Over the next two days the crane lifted two extra girders across to Titan as well as the forklift which was needed to position the heavy girders into place and slide them under SE2.
The men pulled and pushed, and worked so hard to achieve the same result that in all honesty could have been done correctly in the first place whilst the yacht was still in the water. They also welded four supports, two on each side of the hull, onto the girders that held the yacht in place on the supporting framework.
I had booked an apartment through Airbnb for the next month. The apartment was on the top floor of One Borneo, a vast complex with hotels, two apartment towers and a huge shopping mall underneath that had seen better days, as more modern and upmarket malls have been built closer to the city.

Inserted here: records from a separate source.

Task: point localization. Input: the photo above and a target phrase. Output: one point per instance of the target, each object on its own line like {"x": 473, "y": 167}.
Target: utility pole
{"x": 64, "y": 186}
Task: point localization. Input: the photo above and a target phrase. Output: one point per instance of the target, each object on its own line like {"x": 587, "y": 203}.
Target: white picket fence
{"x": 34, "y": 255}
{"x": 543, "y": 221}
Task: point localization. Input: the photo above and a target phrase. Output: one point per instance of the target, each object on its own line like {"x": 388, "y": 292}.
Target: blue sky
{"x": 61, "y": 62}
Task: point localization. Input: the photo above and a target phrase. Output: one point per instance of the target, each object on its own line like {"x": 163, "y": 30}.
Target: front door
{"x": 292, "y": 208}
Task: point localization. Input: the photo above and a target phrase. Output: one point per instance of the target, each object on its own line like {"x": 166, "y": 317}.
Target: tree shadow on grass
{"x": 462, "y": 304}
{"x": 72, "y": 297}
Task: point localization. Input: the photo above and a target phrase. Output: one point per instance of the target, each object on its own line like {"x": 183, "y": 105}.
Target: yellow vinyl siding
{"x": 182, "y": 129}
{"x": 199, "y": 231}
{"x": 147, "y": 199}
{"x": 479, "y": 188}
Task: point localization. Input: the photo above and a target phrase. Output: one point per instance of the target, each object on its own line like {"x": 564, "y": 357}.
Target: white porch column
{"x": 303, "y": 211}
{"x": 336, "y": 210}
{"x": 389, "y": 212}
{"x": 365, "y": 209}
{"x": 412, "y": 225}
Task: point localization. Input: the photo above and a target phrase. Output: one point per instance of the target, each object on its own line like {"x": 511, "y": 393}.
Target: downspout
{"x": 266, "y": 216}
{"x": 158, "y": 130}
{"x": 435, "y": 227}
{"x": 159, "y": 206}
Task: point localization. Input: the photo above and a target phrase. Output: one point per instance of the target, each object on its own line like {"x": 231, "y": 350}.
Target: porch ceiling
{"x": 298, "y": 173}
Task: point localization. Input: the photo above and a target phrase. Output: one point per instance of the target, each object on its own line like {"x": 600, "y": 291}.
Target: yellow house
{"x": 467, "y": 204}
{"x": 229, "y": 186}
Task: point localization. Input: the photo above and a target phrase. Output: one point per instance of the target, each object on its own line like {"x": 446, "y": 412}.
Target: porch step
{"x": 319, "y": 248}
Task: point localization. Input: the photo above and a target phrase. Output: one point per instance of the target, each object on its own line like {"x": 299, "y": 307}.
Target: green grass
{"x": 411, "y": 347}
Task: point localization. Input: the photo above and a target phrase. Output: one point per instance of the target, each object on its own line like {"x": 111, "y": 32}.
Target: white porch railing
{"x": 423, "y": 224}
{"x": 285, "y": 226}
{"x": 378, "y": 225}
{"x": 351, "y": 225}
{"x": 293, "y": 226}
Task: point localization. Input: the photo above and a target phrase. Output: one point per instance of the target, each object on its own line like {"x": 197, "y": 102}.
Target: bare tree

If I wanted to explore more exciting areas and shops, I could just take a Grab car to the city, but most of the time I could find the basics I needed in the supermarket below.
However, I chose this location as it was conveniently halfway between KK and the shipyard, and Frank was able to catch a lift each day with one of the men working on ‘Stars End 2’ as he drove past.
We settled into our new home which had the luxury of 2 bedrooms, 2 bathrooms, lounge, kitchen, and air conditioning and washing machine. With no head for heights, I wasn’t so fussed at the 25th floor balcony, but it provided space for Frank to rig up a washing line.
Very early next morning we took a Grab car to the shipyard to watch ‘Stars End 2’ being moved ashore on the high tide. Our friends, Anita & Pierre had stayed overnight and came along, intrigued to watch the process after all the hype to reach this stage.
Over the previous few hours the dry dock had lifted with the rise of the tide, so by the time we arrived at the shipyard, Titan was level with the ship yard and the dockworkers were fixing rails in place to join the two tracks and slide ‘Stars End 2’ across.
It was a surprisingly fast and smooth transition once the crane attached a line to the front girder and men were staged at each support on the yacht. The entire framework moved slowly across to the shore and into place within a couple of minutes.
A shed was raised and welded onto metal blocks to provide a tall enough shelter over the back area of the yacht so the workers would be protected from the weather.
For all that we were frustrated with delays and the miscommunication, we must say that for such a modest haul out job as ours, the shipyard spent a huge amount of time, effort and manpower to please us and fulfill our needs, and maintain the safety of ‘Stars End 2’.
Now comes the hard work of transforming ‘Stars End 2’ over the next month. Frank goes most days to the shipyard, where he has been helping the workers, and attending to various jobs of his own.
I am enjoying more domestic chores in the apartment. After 4 years of living on board I am thoroughly enjoying having a washing machine at my disposal rather than hand washing or launderettes so I am soaking, bleaching and cleaning every fabric item I can bring from the yacht. I’ve also had time to update my blog!
We catch up with our friends and sometimes eat out at the cheap restaurants around town. Once the work is completed on the yacht, we hope to rent a car and explore further afield.